After refining the **n_estimators** parameter to 100, the Random Forest Classifier was reinitialized and retrained using the selected hyperparameters:
- **n_estimators**: 100
- **criterion**: "entropy"
- **random_state**: 10

In [17]:
del rf

rf = RandomForestClassifier(n_estimators=100, criterion="entropy", random_state=10)
rf.fit(x_train, y_train)

rf_pred = rf.predict(x_test)
rf_scores = test_scores("Random Forest", rf_pred)

rf_scores

{'Model': 'Random Forest',
 'Accuracy': 1.0,
 'Confusion Matrix': 'True Negative: 13, True Positive: 7, False Positive: 0, False Negative: 0',
 'Precision': 1.0,
 'Recall': 1.0,
 'F1': 1.0}

# **Comparing Model Performance**
To compare the performance of the three models (Support Vector Classifier, Logistic Regression, and Random Forest), the scores for each model were collected into a list called `combined_scores`. These scores include evaluation metrics such as accuracy, precision, recall, F1-score, and confusion matrix for each model.

The results were then converted into a DataFrame (`comparative_df`), which provides an easy-to-read summary of the performance of all three models.

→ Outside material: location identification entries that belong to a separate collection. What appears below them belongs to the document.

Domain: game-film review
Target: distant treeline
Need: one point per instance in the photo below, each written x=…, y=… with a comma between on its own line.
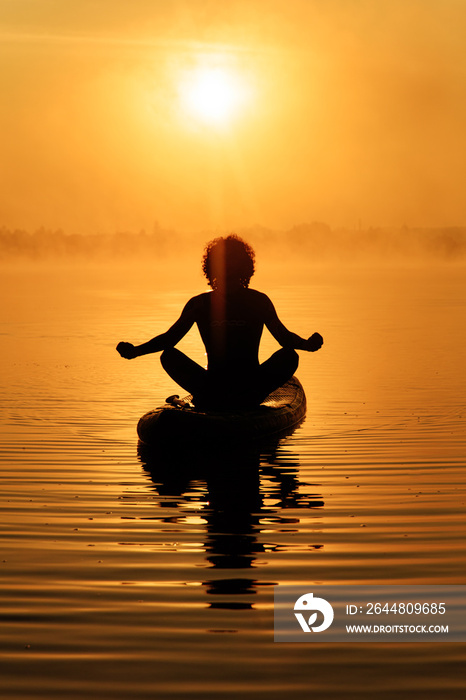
x=316, y=241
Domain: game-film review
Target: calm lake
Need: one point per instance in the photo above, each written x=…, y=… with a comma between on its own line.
x=127, y=579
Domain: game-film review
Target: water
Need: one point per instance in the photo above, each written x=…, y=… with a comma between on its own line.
x=121, y=579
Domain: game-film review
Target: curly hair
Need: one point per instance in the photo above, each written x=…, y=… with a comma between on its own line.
x=228, y=258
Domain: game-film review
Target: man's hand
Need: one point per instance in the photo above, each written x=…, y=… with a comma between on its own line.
x=127, y=350
x=314, y=343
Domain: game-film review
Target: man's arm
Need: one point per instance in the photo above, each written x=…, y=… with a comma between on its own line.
x=286, y=338
x=164, y=340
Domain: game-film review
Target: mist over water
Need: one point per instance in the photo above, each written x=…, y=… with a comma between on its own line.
x=122, y=578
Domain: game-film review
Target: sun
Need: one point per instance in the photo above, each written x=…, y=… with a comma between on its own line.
x=214, y=95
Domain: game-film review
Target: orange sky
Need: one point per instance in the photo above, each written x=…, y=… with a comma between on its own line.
x=354, y=111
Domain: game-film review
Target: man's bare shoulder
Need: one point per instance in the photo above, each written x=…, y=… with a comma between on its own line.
x=196, y=303
x=260, y=300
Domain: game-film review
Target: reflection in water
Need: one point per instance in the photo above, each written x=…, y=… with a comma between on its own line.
x=243, y=485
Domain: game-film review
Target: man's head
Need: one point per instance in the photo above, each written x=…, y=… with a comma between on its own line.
x=228, y=262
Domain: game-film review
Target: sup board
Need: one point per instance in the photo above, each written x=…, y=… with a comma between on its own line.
x=179, y=420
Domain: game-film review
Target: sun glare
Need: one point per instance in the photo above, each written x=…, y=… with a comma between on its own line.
x=214, y=95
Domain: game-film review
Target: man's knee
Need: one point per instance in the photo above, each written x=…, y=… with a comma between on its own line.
x=291, y=358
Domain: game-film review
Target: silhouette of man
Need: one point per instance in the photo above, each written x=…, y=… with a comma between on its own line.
x=230, y=320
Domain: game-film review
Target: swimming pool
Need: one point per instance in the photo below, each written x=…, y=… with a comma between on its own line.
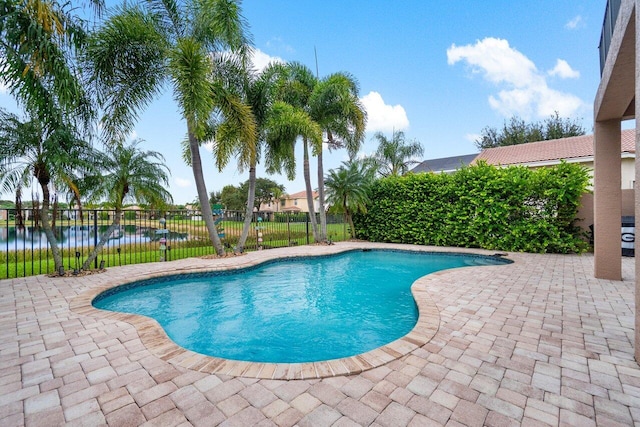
x=291, y=310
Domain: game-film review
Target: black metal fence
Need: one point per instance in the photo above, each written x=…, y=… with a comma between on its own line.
x=143, y=236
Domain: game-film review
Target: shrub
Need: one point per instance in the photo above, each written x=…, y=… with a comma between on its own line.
x=511, y=209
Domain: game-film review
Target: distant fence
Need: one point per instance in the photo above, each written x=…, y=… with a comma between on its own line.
x=143, y=236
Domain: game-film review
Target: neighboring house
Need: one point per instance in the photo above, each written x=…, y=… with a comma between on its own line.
x=445, y=164
x=577, y=149
x=297, y=202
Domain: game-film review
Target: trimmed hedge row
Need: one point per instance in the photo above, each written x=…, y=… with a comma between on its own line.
x=483, y=206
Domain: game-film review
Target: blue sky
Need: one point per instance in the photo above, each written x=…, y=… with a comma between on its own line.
x=439, y=71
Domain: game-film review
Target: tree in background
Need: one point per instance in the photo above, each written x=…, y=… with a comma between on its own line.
x=215, y=197
x=263, y=191
x=348, y=189
x=126, y=174
x=336, y=107
x=232, y=198
x=50, y=156
x=277, y=128
x=517, y=131
x=396, y=155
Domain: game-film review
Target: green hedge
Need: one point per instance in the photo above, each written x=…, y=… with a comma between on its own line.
x=483, y=206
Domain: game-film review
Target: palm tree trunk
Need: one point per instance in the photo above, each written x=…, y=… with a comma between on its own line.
x=54, y=215
x=323, y=213
x=103, y=240
x=307, y=181
x=19, y=216
x=48, y=231
x=251, y=196
x=203, y=196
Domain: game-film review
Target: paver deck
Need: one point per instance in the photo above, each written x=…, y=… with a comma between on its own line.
x=536, y=342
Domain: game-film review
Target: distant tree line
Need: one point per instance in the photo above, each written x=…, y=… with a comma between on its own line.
x=235, y=198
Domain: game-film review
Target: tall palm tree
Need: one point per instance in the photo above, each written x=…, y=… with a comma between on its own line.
x=394, y=156
x=278, y=126
x=332, y=102
x=26, y=148
x=348, y=189
x=295, y=85
x=126, y=174
x=39, y=41
x=335, y=106
x=140, y=48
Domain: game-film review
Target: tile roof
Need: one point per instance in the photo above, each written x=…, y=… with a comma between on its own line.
x=444, y=164
x=301, y=195
x=555, y=149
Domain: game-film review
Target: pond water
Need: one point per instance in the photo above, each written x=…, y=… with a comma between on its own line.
x=14, y=238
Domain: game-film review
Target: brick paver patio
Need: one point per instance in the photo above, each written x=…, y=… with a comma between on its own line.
x=536, y=342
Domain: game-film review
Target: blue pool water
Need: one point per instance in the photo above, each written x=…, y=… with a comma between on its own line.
x=293, y=310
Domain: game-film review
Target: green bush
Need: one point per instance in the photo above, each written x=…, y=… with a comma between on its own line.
x=483, y=206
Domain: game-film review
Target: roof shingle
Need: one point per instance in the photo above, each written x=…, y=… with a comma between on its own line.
x=555, y=149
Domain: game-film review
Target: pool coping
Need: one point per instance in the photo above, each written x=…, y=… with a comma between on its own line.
x=159, y=344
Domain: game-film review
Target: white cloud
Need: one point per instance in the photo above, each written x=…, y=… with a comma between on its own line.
x=182, y=183
x=564, y=70
x=575, y=23
x=278, y=44
x=524, y=90
x=383, y=117
x=261, y=60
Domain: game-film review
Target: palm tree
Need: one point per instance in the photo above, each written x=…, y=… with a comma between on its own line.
x=140, y=48
x=278, y=126
x=336, y=107
x=333, y=104
x=39, y=41
x=394, y=156
x=59, y=155
x=348, y=189
x=126, y=174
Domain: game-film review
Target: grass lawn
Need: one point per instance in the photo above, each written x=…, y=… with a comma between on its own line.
x=274, y=234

This DataFrame allows for a direct comparison of how each model performed across the different metrics.


In [18]:
pd.options.display.max_colwidth = None
combined_scores = [svc_scores, lg_scores, rf_scores]
comparative_df = pd.DataFrame(combined_scores)

comparative_df

Unnamed: 0,Model,Accuracy,Confusion Matrix,Precision,Recall,F1
0,SVC,0.85,"True Negative: 11, True Positive: 6, False Positive: 2, False Negative: 1",0.75,0.857143,0.8
1,Logistic Regression,0.85,"True Negative: 11, True Positive: 6, False Positive: 2, False Negative: 1",0.75,0.857143,0.8
2,Random Forest,1.0,"True Negative: 13, True Positive: 7, False Positive: 0, False Negative: 0",1.0,1.0,1.0


# **Model Comparison Results**

The performance of the three models—Support Vector Classifier (SVC), Logistic Regression, and Random Forest—was evaluated across several metrics, including **accuracy**, **precision**, **recall**, **F1-score**, and the **confusion matrix**. 

- **SVC** and **Logistic Regression** both achieved the same accuracy of **0.85**. They had identical confusion matrices with 11 true negatives, 6 true positives, 2 false positives, and 1 false negative. Despite their similar overall performance, they both showed **precision** and **recall** scores of **0.75** and **0.857**, respectively.

- **Random Forest**, on the other hand, outperformed the other two models with an accuracy of **1.00**. It also had a perfect confusion matrix, with 13 true negatives and 7 true positives, and no false positives or false negatives. Furthermore, **precision**, **recall**, and **F1-score** were all **1.00**, indicating flawless performance.

## **Conclusion**
Given that **Random Forest** achieved perfect accuracy and other evaluation metrics, it is the best model for this dataset among the three. It demonstrated superior stability and effectiveness in classifying the data compared to the SVC and Logistic Regression models.